Poorly educated and underemployed, the Cirebon men represent a generational shift from the jihadists trained abroad or those who fought a decade ago in two major communal conflicts in Ambon and Poso. They were radicalised through attending public lectures by radical clerics; most had taken part as well in attacks on stores selling liquor and anti-Ahmadiyah activities. They had been members of Jemaah Ansharut Tauhid (JAT), an extremist organisation founded by well-known cleric Abu Bakar Ba’asyir in 2008, but then left to form their even more militant group.
The two suicide bombers, Mohamed Syarif, who blew himself up at a Cirebon mosque on 15 April 2011, and Ahmed Yosefa Hayat, who died in an attack on a church in Solo, Central Java on 25 September, taught themselves bomb-making from the Internet and worked on their own. The others preferred targeted assassinations to suicide attacks and learned bomb-making from friends in a Solo-based group of vigilantes-turned-bombers.
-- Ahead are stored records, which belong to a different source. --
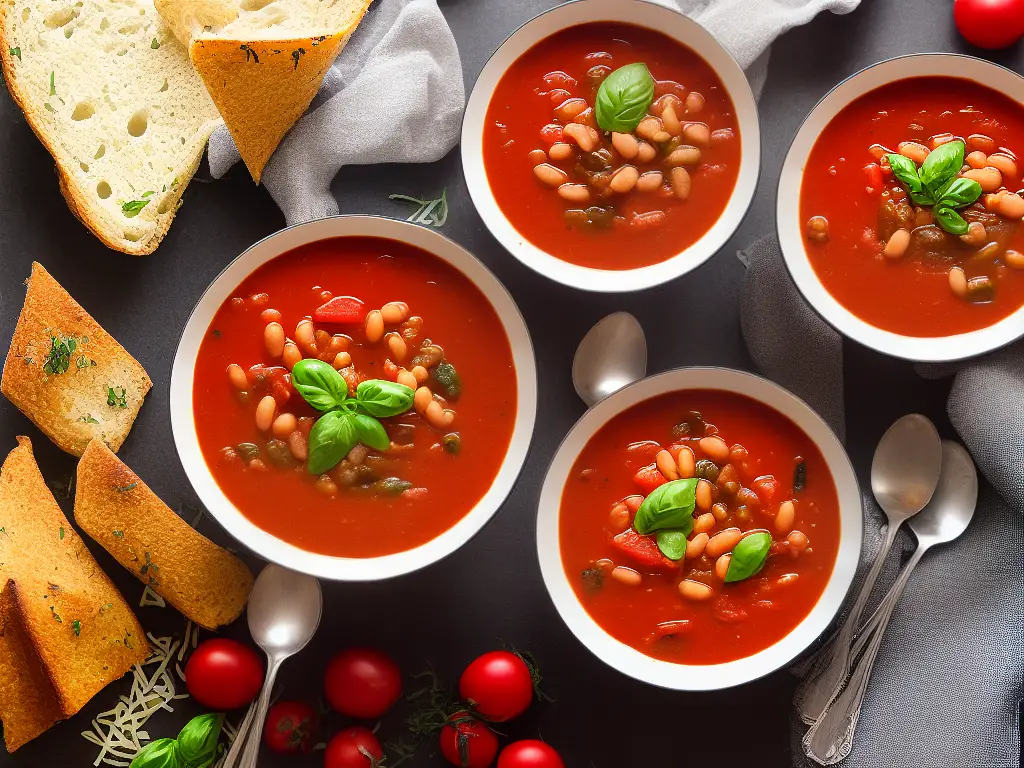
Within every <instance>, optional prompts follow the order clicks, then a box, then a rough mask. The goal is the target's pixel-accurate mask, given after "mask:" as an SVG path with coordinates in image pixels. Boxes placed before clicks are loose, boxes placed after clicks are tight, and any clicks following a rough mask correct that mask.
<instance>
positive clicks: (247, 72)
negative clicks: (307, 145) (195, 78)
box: [157, 0, 371, 183]
mask: <svg viewBox="0 0 1024 768" xmlns="http://www.w3.org/2000/svg"><path fill="white" fill-rule="evenodd" d="M370 2H371V0H333V2H332V0H276V1H275V2H272V3H267V2H265V1H264V0H157V10H158V11H159V12H160V13H161V15H163V16H164V18H165V20H167V22H168V24H169V26H170V27H171V29H172V30H173V31H174V33H175V34H176V35H177V36H178V38H179V39H180V40H181V41H182V42H184V41H186V40H187V41H188V42H189V55H190V57H191V61H193V65H194V66H195V67H196V70H197V72H199V74H200V76H201V77H202V78H203V82H204V83H206V87H207V90H208V91H209V92H210V96H211V97H212V98H213V102H214V103H215V104H216V105H217V109H218V110H219V111H220V115H221V117H222V118H223V119H224V122H225V123H226V124H227V128H228V130H229V131H230V132H231V136H232V138H233V139H234V143H236V145H238V147H239V153H240V154H241V155H242V159H243V160H244V161H245V163H246V166H247V167H248V168H249V172H250V173H251V174H252V176H253V179H255V181H256V182H257V183H259V180H260V177H261V175H262V173H263V167H264V166H265V165H266V163H267V161H268V160H269V159H270V156H271V155H273V151H274V150H275V148H276V147H278V144H279V143H281V140H282V139H283V138H284V137H285V134H286V133H288V131H289V129H290V128H291V127H292V126H293V125H294V124H295V122H296V121H297V120H298V119H299V118H300V117H302V115H303V113H305V111H306V109H308V106H309V103H310V102H311V101H312V99H313V96H315V95H316V92H317V91H318V90H319V87H321V84H322V83H323V81H324V76H325V75H326V74H327V71H328V70H329V69H330V68H331V65H332V63H334V59H335V58H336V57H337V56H338V54H339V53H340V52H341V49H342V48H343V47H344V46H345V43H347V42H348V38H349V37H350V36H351V34H352V32H353V31H354V30H355V28H356V26H358V24H359V22H360V20H361V19H362V16H364V15H365V14H366V12H367V9H368V8H369V7H370Z"/></svg>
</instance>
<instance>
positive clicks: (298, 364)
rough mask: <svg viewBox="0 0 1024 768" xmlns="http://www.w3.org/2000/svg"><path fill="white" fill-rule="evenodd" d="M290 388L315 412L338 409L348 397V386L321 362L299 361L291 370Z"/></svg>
mask: <svg viewBox="0 0 1024 768" xmlns="http://www.w3.org/2000/svg"><path fill="white" fill-rule="evenodd" d="M292 386H293V387H295V390H296V391H297V392H298V393H299V394H301V395H302V398H303V399H304V400H305V401H306V402H308V403H309V404H310V406H312V407H313V408H314V409H316V410H317V411H330V410H331V409H333V408H339V407H340V406H341V403H343V402H344V401H345V398H347V397H348V384H346V383H345V380H344V379H343V378H342V377H341V374H339V373H338V372H337V371H335V370H334V368H333V367H332V366H329V365H328V364H327V362H324V361H323V360H313V359H308V360H299V361H298V362H296V364H295V366H294V368H292Z"/></svg>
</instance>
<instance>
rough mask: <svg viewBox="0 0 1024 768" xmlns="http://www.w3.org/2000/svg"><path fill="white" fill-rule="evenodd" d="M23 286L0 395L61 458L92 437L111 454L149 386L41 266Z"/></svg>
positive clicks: (118, 344)
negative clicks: (8, 401)
mask: <svg viewBox="0 0 1024 768" xmlns="http://www.w3.org/2000/svg"><path fill="white" fill-rule="evenodd" d="M28 284H29V290H28V292H27V293H26V296H25V304H24V306H23V307H22V314H20V315H19V316H18V318H17V325H16V326H15V328H14V337H13V338H12V339H11V342H10V350H9V351H8V352H7V359H6V360H5V361H4V367H3V377H2V378H0V392H2V393H3V394H4V395H5V396H6V397H7V399H9V400H10V401H11V402H13V403H14V404H15V406H17V408H18V410H20V411H22V413H24V414H25V415H26V416H28V417H29V418H30V419H31V420H32V421H33V423H35V425H36V426H37V427H39V428H40V429H41V430H42V431H43V432H44V433H45V434H46V436H47V437H49V438H50V439H51V440H53V442H55V443H56V444H57V445H58V446H59V447H61V449H62V450H65V451H67V452H68V453H69V454H73V455H75V456H81V455H82V454H83V453H84V452H85V449H86V446H87V445H88V444H89V441H90V440H91V439H93V438H94V437H95V438H99V439H101V440H103V441H104V442H106V443H108V444H109V445H110V446H111V449H112V450H113V451H117V450H118V449H119V447H121V443H122V442H124V440H125V437H127V436H128V430H130V429H131V425H132V424H133V423H134V422H135V417H136V416H137V415H138V410H139V409H140V408H141V407H142V399H143V398H144V397H145V394H146V392H148V391H150V387H152V386H153V382H152V381H150V377H148V376H147V375H146V373H145V369H143V368H142V366H140V365H139V364H138V362H137V361H136V360H135V358H134V357H132V356H131V355H130V354H128V352H127V351H125V348H124V347H122V346H121V345H120V344H118V342H117V340H116V339H114V338H113V337H112V336H111V335H110V334H109V333H106V332H105V331H104V330H103V329H102V328H100V327H99V324H98V323H96V321H94V319H93V318H92V317H91V316H90V315H89V313H88V312H87V311H85V309H83V308H82V307H81V305H80V304H79V303H78V302H77V301H75V299H73V298H72V297H71V296H70V295H69V294H68V292H67V291H65V290H63V288H61V287H60V284H59V283H57V282H56V281H55V280H53V278H52V276H51V275H50V273H49V272H47V271H46V269H44V268H43V266H42V265H41V264H38V263H33V265H32V275H31V276H30V278H29V280H28ZM112 390H113V391H112Z"/></svg>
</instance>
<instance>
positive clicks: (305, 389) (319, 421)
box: [292, 359, 415, 475]
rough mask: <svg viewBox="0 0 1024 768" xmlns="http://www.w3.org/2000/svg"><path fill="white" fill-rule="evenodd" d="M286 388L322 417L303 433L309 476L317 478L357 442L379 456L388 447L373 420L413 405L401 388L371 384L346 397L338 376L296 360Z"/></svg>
mask: <svg viewBox="0 0 1024 768" xmlns="http://www.w3.org/2000/svg"><path fill="white" fill-rule="evenodd" d="M292 385H293V386H294V387H295V389H296V391H297V392H298V393H299V394H301V395H302V397H303V399H305V401H306V402H308V403H309V404H310V406H312V407H313V408H314V409H316V410H317V411H322V412H324V416H322V417H321V418H319V419H317V420H316V423H315V424H313V428H312V429H311V430H310V431H309V457H308V461H307V464H306V468H307V469H308V471H309V472H310V474H315V475H318V474H323V473H324V472H327V471H328V470H329V469H331V468H332V467H334V466H336V465H337V464H338V463H339V462H341V460H342V459H344V458H345V456H346V455H347V454H348V452H349V451H351V450H352V449H353V447H354V446H355V444H356V443H357V442H361V443H362V444H364V445H367V446H368V447H371V449H373V450H374V451H385V450H387V447H388V445H389V444H390V439H389V438H388V435H387V432H386V431H385V429H384V427H383V425H382V424H381V423H380V422H379V421H377V420H378V419H386V418H388V417H389V416H397V415H399V414H403V413H406V412H407V411H409V409H410V408H412V406H413V396H414V394H415V392H414V391H413V389H411V388H410V387H407V386H406V385H403V384H397V383H395V382H393V381H382V380H379V379H372V380H370V381H365V382H362V383H361V384H359V386H358V387H356V390H355V396H354V397H351V396H349V394H348V384H347V383H346V382H345V380H344V378H342V376H341V374H339V373H338V372H337V371H335V370H334V368H333V367H331V366H329V365H328V364H327V362H324V361H323V360H316V359H305V360H299V361H298V362H296V364H295V367H294V368H293V369H292Z"/></svg>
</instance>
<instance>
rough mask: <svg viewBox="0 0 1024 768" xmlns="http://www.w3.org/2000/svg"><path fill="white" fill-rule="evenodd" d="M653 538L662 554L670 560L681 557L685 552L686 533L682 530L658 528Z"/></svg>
mask: <svg viewBox="0 0 1024 768" xmlns="http://www.w3.org/2000/svg"><path fill="white" fill-rule="evenodd" d="M691 527H692V526H691ZM655 539H656V540H657V548H658V549H659V550H662V554H663V555H665V556H666V557H668V558H669V559H670V560H682V559H683V555H684V554H686V534H684V532H683V531H682V530H659V531H657V534H656V535H655Z"/></svg>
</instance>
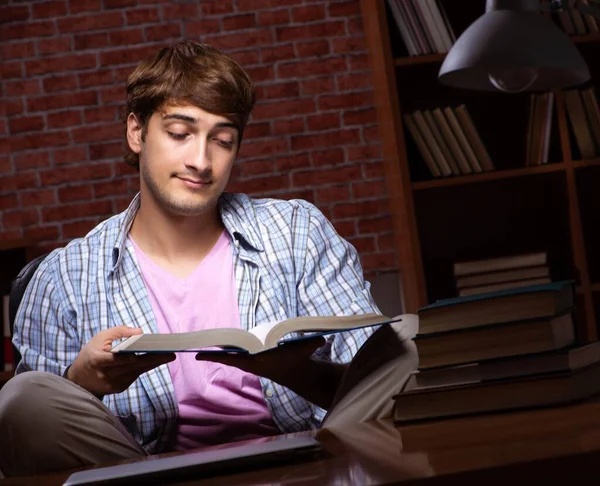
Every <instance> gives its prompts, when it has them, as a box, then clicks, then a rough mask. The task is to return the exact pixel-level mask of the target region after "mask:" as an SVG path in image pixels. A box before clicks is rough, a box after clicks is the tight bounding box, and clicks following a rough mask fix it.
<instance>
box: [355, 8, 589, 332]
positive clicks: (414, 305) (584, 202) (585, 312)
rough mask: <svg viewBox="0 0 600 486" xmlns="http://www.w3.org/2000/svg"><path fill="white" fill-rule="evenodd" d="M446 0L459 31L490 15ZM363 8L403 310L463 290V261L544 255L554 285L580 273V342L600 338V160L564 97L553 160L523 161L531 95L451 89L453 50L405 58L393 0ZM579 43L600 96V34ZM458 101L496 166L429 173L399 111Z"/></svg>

The briefing notes that the merging of vigilantes and jihadists has been facilitated by the proliferation of Islamist civil society organisations and the popularity of public taklim (religious lectures), as forums for spreading radical views. The government needs a strategy, consistent with democratic values, to counter clerics who use no violence themselves but preach that it is permissible to shed the blood of infidels (kafir) or tyrants (thaghut), frequently meaning Indonesian officials and, especially, the police. The problem is that there is no agreement within the country’s political elite on the nature of the threat.
If the radicalisation of groups like the Cirebon men is to be halted, the government needs to build a national consensus on what constitutes extremism; directly confront hate speech; and promote zero tolerance of religiously-inspired crimes, however minor, including in the course of anti-vice campaigns.
“Expressions of shock and horror every time there is an incident of religiously-motivated violence as in Cirebon or Solo are not a substitute for prevention”, says Jim Della-Giacoma, Crisis Group’s South East Asia Project Director.